The mean and the standard deviation of a group of $20$ items was found to be $40$ and $15$ respectively. While checking it was found that an item $43$ was wrongly written as $53$. Calculate the correct mean and standard deviation.

Answer 1

Let us find the correct mean.
Mean of $20$ items, $\overline{x}=\frac{\sum x}{n}=40$
$\Rightarrow \frac{\sum x}{20}=40$
$\Rightarrow \sum x=20\times 40=800$
Corrected $\sum x=800-\left(wrongvalue\right)+\left(correctvalue\right)$
Now, corrected $\sum x=800-53+43=790$.
$\therefore$ The corrected Mean$=\frac{790}{20}=39.5$
Variance, ${\sigma }^2=\frac{\sum x^2}{n}-{\left(\frac{\sum x}{n}\right)}^2=225$ (given)

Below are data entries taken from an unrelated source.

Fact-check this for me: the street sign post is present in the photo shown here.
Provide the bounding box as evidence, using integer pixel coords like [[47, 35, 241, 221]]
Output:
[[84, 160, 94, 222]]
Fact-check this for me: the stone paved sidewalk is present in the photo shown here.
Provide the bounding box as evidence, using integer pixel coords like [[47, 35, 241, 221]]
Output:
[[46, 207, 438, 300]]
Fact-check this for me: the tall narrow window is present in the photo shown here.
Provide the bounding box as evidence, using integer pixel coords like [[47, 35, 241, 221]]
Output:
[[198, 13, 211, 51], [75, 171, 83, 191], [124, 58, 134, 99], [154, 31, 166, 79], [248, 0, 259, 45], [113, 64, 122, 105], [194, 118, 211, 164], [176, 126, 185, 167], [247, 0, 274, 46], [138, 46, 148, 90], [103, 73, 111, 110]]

$\Rightarrow \frac{\sum x^2}{20}-{40}^2=225$
$\Rightarrow \sum x^2-32000=225\times 20=4500$
$\therefore \sum x^2=32000+4500=36500$
corrected $\sum x^2=36500-(wrongvalue{)}^2+(correctvalue{)}^2$
corrected $\sum x^2=36500-{53}^2+{43}^2=36500-2809+1849$
$=36500-960=35540$.
Now, the corrected ${\sigma }^2=\frac{Corrected\sum x^2}{n}-(Correctedmean{)}^2$
$=\frac{35540}{20}-(39.5{)}^2$
$=1777-1560.25=216.75$
Corrected $\sigma =\sqrt{216.75}\simeq 14.72$
$\therefore$ The corrected Mean$=39.5$ and the corrected S.D. $\simeq 14.72$.